11th Conference on Atmospheric Radiation and the 11th Conference on Cloud Physics

Friday, 7 June 2002
Spectral Polarimetric Measurements in the Mixed Phased Cloud
J. Verlinde, Penn State Univ., University Park, PA; and D. Moisseev, N. Skaropoulos, S. Heijnen, F. V. D. Zwan, and H. Russchenberg
Poster PDF (644.6 kB)
Bright band radar measurements taken with the advanced polarimetric, S-band, FMCW radar from the Technical University of Delft are presented. These measurements were taken during the Baltex/Bridge Cloud campaign (BBC) on September 19, 2001 during a 18 hour continuous rain period at the Royal Dutch Meteorological Institute research site at Cabauw, Netherlands. The linearized polarimetric radar alternately transmitted horizontally and vertically polarized signals, and received both co- and cross-polar returns. The collection of the raw beat-signal returns allowed detailed processing and analysis. Full velocity power spectra were calculated at each range gate (15 meter wide) for all polarization states. In this paper details of 4 minutes of data, taken at an elevation angle of 45o during a period of little change, will be presented. The melting layer is taken as a convenient laboratory of mixed phased hydrometeors to evaluate the ability of spectral polarimetry of identify habits.

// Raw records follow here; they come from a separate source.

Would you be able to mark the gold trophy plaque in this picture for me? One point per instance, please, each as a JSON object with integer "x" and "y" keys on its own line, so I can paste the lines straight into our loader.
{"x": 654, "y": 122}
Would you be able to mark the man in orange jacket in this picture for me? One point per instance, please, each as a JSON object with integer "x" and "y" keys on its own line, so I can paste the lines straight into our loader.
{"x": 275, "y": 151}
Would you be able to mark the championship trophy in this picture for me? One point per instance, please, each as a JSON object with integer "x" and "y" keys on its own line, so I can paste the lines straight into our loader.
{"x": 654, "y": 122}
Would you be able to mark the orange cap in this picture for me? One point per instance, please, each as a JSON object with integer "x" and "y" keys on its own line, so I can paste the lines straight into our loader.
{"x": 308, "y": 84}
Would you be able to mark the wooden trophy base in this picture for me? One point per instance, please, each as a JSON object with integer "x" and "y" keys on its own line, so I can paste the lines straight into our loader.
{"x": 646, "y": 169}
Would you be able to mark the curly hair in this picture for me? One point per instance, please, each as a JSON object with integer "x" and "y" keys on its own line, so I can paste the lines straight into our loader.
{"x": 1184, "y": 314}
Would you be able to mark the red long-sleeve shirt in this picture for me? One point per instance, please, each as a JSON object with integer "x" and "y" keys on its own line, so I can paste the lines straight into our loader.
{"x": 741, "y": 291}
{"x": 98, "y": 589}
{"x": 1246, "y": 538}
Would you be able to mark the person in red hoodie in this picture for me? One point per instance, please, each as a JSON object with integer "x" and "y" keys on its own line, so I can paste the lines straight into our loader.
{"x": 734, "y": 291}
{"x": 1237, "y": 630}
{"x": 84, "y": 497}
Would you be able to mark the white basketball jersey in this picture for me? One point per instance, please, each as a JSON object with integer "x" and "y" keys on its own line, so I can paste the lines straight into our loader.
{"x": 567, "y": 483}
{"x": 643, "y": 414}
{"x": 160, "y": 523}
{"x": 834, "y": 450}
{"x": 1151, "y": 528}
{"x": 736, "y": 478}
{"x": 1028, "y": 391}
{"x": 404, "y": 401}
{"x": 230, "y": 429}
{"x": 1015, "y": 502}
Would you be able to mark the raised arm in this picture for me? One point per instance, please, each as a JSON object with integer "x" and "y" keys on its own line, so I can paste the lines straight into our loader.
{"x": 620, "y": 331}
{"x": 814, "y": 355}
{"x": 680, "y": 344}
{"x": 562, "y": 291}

Profiles of the standard polarimetric variables revealed typical melting layer characteristics: ZDR and LDR peaks approximately 200 m and 245 m below the (co-polar) reflectivity peak, and a 10 dB difference between the reflectivities in the bright band (37.5 dBZ) and in the rain below (27.5 dBZ). In addition to these variables we also determined several other variables to characterize the properties of the melting layer processes: the co- and cross-polar half-power signal width, the velocity distribution of ZDR and LDR, and the mean deviation of the ZDR in each spectrum. Both the co- and cross-polar spectral width profiles revealed peaks in the lower part of the bright band: however, these peaks were at different heights, and the cross-polar peak was twice the magnitude of the co-polar peak. These differences suggest microphysical influences (changes in permittivity) rather than mechanical processes (turbulence caused canting) as the cause. Furthermore, this faster fall-off in power in the co-polar signal strongly influences the spectral distribution of LDR, the value of which increases from the center of the spectrum where values are around -12 dB the values of 0 dB at the edges of the spectrum. Moreover, the spectral representation of ZDR reveals deviations from the mean of twice the gate value - revealing the random nature of the orientation of the melting particles relative to the polarization. At the upper and middle parts of the bright band the slowest falling particles are characterized by positive ZDR (+1 dB), while the fastest falling particles have negative values (-1 dB), suggesting significant particle shape and melting characteristics changes with size. In the lower part of the bright band the ZDR of the slower falling particles increases to values of +4 dB, but the variability also increases. At the same time, the peak in spectral ZDR shifts towards the bigger particles as more particles become completely melted and take on the well-known size-shape characteristics of drops.